Chuckling at the mechanical-doll prancing of Muffin, the old man heaved himself out of his wicker rocker to lead a visitor on a tour of the grounds of his 10-acre estate, Mount Vernon, an outsize replica of George Washington's home. Always alert for a bargain, Hunt bought the house for $69,000 in 1937 from an engineer who could no longer afford it. The whole place would fit in the flower garden of some of the estates of the wealthy on Long Island, but it must be remembered that Hunt is within sight of downtown Dallas and that he does own a few million acres elsewhere.

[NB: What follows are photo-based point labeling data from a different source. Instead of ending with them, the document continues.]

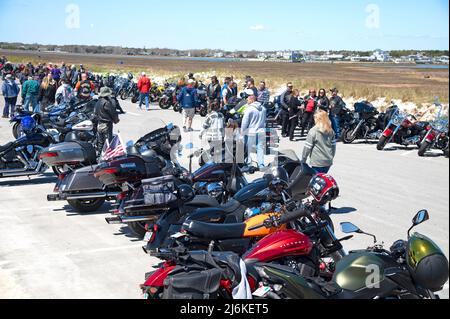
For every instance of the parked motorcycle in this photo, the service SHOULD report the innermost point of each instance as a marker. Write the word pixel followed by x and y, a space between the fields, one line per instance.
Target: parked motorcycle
pixel 367 124
pixel 412 269
pixel 20 158
pixel 402 129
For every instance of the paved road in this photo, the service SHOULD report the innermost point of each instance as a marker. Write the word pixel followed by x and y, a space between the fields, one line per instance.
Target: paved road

Behind the house, Hunt pointed to the seven deer he keeps in a wire pen and then, moving slowly, he gestured toward the path that leads between the trees to the red-brick home next door where his oldest son, Haroldson Lafayette Hunt III, now lives. Hassie, as the old man calls him, is 52 and looks eerily like his father. At the age of 3 he accompanied the old man into the oil fields and by the time he was 20 he was a legend in the oil business. It was said that Hassie had a divining rod inside his head, that he could drive down a country road and smell oil where no one had ever dreamed of looking. One Hunt employee recalls overhearing the old man angrily lecturing to his assembled geophysicists one afternoon, "My son Hassie can find more oil with a road map than you so-called educated fellows can find with millions of dollars worth of equipment!"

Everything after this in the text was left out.